Semua siswa yang masih ada di kelas 11-5 pada saat istirahat itu menoleh ke arah pintu kelas. Changbin berdiri di sana dengan wajah kesal dan tangan dimasukkan ke saku celana seragamnya.
“Gue nggak mau ngomong,” jawab Sunwoo datar sambil menatap ke luar jendela kelas dari bangkunya. Changbin mendekati bangku Sunwoo dan berdiri di sebelahnya.
“Gue nggak minta persetujuan lo. Gue pemberitahuan doang, yang berarti gue tetep bakal ngomong sama lo.”

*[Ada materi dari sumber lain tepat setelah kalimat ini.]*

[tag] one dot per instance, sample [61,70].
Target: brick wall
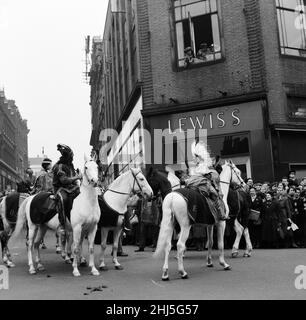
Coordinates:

“Same goes here. Gue juga tetep bakal nggak mau ngomong sama lo.” Sunwoo masih tidak mau menatap Changbin.
“Hakkie pingsan.”
Kalimat itu memberi dampak yang sangat efektif, karena Sunwoo langsung menolehkan kepalanya ke arah Changbin.
“Apa lo bilang?”
“Ju Haknyeon pingsan. Waktu pelajaran Olahraga. Demam.”
“Kok bisa?”
“Kemaren dia ujan-ujanan ngejar lo.”
“Dia 'kan bawa payung?!”
“Mana kepikiran dia buat buka payung dulu baru ngejar lo?!”
“Hah?”
“Rumah lo di YYY, 'kan?” Sunwoo mengernyit heran dengan pergantian topik secara tiba-tiba itu.
“Yeah.”
“Rumah Hakkie di ZZZ.”
“Hah?! Katanya rumahnya di YYY juga??”
“Dia bohong biar bisa pulang bareng sama lo.”
“Ke— Kenapa?”
“Otak lo yang bikin lo sering jadi juara olim Matematika itu nggak bisa mikir sampe sana?!” kata Changbin gemas.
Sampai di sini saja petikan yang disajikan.